In Portland, the celebration starts with a "Freedom Parade" at 11 a.m. along Martin Luther King, Jr. Boulevard, between Northeast Jarrett and Knott Streets. This year's Grand Marshall is "Mother of Juneteenth" Clara Peoples, who in 2011 was bestowed the national honor of "Miss Juneteenth."
Peoples is credited with leading Oregon's first-ever Juneteenth Parade, along the docks during World War II.
The short parade ends at the Legacy Emanuel field at Northeast Vancouver at Graham, where the festival will take place starting at noon, and running through 6 p.m.
There will be foods, musical artists, special guest speakers, arts and craft vendors, prizes, a play area for children, and much more. This event is free to the public and family-friendly.
Rush also praises U.S. Sen. Jeff Merkley, who last December became the 30th signer of a joint resolution declaring Juneteenth a national holiday.
"This year marks 150 years since the steel chains were broken on African-American people," Rush says. "Portland's Juneteenth events may be small and not as prominent as in most other cities, but we still believe that our communities should join in celebrating our freedom as Americans."
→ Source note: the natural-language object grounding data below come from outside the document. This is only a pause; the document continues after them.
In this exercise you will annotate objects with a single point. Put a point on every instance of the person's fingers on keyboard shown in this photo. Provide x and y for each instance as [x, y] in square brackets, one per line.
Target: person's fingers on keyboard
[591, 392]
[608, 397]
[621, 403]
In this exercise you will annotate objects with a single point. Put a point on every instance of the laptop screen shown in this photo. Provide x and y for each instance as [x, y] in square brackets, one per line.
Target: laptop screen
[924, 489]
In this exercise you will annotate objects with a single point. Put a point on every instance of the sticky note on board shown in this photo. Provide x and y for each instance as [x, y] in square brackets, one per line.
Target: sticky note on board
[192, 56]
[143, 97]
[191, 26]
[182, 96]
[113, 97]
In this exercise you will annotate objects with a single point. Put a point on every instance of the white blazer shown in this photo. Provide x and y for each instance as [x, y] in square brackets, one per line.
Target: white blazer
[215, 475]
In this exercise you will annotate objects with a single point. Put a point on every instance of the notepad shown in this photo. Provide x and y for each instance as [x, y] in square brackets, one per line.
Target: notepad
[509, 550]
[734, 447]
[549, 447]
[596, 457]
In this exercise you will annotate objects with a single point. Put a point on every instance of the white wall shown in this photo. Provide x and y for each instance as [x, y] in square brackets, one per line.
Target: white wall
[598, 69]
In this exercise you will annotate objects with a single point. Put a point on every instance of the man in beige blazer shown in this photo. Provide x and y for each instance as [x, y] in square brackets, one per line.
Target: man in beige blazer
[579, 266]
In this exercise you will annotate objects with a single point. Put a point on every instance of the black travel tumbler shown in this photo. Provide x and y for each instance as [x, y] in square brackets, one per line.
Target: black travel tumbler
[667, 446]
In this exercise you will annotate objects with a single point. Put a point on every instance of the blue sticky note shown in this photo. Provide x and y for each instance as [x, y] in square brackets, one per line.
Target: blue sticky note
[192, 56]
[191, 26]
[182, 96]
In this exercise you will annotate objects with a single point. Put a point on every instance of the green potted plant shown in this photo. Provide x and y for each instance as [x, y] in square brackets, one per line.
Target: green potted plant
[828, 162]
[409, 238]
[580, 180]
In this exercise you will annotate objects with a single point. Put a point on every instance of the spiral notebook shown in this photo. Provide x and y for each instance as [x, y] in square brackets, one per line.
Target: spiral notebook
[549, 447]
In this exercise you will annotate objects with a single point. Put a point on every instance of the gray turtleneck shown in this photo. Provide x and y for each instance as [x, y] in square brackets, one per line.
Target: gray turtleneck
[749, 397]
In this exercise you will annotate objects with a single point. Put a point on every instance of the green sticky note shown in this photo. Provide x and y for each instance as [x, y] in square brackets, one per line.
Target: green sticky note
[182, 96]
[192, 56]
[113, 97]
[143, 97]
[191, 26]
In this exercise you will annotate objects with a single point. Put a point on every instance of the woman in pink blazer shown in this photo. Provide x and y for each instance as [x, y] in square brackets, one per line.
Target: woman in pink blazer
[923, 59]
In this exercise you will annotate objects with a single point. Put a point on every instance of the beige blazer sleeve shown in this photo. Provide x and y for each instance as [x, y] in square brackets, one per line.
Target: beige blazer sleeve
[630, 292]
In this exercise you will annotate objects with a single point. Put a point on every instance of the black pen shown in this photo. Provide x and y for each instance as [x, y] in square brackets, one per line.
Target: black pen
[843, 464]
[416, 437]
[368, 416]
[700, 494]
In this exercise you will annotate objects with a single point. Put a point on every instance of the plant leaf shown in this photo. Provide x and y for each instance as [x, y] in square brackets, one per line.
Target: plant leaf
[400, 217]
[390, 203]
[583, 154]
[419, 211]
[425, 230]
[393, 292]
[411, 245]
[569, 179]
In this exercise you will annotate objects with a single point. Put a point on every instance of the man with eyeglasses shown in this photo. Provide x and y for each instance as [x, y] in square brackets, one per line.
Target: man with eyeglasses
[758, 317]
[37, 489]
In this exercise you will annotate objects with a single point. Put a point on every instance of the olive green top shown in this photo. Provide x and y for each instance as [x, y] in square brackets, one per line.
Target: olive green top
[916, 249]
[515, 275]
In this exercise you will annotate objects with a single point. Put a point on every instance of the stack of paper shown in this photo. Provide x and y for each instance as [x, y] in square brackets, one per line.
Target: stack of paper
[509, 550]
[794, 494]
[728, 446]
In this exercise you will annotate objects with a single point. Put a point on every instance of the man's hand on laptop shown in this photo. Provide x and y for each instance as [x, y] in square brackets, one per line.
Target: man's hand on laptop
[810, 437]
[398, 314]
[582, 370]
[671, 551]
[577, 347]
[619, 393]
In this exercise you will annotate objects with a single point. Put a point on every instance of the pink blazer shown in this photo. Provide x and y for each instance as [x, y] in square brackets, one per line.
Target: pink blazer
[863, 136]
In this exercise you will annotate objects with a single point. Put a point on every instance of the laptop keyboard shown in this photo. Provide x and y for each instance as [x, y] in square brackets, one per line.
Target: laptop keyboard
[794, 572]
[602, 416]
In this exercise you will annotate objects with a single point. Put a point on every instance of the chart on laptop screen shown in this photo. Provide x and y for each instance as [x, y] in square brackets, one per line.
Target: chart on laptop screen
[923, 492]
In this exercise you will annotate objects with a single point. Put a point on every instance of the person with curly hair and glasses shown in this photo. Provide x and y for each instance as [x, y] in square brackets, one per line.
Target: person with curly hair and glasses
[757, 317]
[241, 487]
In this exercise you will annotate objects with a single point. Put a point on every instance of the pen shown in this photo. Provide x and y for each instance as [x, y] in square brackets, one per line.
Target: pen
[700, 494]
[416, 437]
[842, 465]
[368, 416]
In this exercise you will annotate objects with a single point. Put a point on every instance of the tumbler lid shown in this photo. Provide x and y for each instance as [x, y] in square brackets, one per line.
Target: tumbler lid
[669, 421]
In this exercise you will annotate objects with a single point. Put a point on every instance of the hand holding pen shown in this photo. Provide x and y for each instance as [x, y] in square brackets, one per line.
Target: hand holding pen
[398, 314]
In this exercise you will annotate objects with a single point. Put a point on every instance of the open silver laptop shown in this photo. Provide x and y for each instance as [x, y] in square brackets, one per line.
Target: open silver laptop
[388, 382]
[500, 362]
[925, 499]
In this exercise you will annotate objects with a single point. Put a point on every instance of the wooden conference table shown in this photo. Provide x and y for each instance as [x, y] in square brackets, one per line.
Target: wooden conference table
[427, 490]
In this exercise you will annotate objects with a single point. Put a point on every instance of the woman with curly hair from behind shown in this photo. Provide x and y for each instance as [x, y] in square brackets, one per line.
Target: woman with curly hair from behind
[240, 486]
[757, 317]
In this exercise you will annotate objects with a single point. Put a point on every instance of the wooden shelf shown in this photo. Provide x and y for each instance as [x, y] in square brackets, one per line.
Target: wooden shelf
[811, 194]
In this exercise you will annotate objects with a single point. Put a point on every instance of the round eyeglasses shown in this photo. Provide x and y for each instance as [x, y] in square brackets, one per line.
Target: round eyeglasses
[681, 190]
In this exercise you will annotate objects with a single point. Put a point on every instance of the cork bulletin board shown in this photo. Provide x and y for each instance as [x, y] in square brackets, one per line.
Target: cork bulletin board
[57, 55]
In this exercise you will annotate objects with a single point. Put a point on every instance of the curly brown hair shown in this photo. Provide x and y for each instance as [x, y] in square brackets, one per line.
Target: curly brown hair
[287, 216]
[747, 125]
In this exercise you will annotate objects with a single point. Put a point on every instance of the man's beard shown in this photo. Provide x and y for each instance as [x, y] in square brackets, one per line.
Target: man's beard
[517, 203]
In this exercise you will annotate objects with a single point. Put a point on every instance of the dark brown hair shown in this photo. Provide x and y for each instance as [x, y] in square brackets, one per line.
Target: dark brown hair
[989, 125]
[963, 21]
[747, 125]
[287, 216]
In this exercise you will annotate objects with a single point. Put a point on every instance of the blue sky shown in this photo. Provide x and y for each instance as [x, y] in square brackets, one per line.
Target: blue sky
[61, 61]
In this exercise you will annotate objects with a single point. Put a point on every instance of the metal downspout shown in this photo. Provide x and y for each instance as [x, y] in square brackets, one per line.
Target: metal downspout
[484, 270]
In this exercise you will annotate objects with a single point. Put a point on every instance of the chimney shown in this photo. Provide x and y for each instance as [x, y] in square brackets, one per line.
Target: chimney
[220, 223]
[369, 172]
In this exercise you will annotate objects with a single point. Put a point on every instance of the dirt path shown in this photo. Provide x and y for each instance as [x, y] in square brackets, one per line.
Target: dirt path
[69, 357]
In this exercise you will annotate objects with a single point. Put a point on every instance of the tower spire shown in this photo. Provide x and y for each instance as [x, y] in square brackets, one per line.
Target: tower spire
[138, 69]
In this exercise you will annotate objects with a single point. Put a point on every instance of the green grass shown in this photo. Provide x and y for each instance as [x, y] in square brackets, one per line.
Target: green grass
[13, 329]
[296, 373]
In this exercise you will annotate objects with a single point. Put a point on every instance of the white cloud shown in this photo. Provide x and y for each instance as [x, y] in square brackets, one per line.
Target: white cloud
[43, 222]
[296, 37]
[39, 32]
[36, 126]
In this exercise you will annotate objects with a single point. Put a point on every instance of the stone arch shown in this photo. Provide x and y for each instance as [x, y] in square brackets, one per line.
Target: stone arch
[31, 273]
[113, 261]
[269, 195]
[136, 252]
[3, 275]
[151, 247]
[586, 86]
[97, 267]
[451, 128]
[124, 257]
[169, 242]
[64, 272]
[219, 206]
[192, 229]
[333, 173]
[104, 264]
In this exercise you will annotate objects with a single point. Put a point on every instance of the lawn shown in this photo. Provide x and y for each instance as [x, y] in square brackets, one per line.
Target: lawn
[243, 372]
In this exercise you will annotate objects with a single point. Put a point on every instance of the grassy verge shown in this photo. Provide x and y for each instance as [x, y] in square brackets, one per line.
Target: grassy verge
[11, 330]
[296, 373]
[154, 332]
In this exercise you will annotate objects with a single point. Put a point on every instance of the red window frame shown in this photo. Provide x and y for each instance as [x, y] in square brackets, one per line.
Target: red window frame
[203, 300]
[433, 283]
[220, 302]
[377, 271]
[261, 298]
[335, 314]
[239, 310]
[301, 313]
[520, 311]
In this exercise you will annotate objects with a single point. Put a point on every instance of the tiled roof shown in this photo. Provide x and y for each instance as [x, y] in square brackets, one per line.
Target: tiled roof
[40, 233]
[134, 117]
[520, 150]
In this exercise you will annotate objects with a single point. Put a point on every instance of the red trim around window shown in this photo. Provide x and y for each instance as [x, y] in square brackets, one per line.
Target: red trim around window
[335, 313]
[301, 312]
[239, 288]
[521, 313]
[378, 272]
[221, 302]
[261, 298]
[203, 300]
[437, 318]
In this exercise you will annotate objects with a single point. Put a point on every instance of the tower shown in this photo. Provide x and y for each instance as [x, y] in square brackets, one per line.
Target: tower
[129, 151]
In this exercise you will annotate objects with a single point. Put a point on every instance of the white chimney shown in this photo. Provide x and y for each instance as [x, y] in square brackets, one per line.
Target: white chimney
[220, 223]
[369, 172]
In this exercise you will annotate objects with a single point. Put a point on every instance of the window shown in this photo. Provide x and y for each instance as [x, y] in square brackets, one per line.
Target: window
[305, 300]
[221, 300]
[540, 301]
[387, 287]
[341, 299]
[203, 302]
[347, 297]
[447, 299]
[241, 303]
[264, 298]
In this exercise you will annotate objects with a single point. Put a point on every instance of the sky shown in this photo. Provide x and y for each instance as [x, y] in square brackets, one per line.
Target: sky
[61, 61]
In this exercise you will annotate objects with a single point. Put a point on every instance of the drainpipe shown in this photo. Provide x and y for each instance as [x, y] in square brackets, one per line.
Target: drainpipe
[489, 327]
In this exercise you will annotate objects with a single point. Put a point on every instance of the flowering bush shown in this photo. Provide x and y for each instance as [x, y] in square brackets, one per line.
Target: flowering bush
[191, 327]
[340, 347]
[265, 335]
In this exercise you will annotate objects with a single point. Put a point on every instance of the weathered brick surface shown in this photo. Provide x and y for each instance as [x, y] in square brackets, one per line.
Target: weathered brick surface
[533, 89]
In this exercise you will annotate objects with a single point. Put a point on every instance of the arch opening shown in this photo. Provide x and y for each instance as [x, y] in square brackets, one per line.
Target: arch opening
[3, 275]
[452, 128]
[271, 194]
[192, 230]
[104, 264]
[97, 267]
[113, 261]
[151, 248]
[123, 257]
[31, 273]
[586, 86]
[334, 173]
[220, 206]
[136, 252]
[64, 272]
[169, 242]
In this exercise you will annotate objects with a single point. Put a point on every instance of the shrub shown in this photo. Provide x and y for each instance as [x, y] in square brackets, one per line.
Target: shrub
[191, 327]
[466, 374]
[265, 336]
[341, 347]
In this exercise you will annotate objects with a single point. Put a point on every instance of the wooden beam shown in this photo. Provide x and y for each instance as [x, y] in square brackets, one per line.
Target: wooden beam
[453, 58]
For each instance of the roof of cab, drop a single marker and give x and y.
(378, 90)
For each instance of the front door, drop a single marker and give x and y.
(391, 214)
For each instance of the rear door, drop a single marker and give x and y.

Also slated is a lecture on the history of Juneteenth by African American historian Hari Jones, assistant director and curator of the African American Civil War Freedom Foundation and Museum in Washington, D.C. The talk is 7-9 p.m. at the University of Portland on Wednesday, June 12, and sponsored by Wells Fargo.
One last special program is, "Juneteenth: Words Along the Way," 6 p.m., Wednesday, June 19 at the North Portland Neighborhood Library back lawn, 512 N. Killingsworth. In the case of rain, the program will be moved to the second floor auditorium.
At this event, PassinArt Theater Company traces the early history of African Americans through poetry and prose, placing Juneteenth in context. This event will conclude with a make-your-own-sundae Ice Cream Social.
Sponsors of this year's activities include Wells Fargo Bank, Legacy Health System, NW Natural, Skanner News, Passin Art Theater Company, Multnomah County Library, Christopher's Gourmet Grill, The Portland Ice Cream Company and the City of Portland.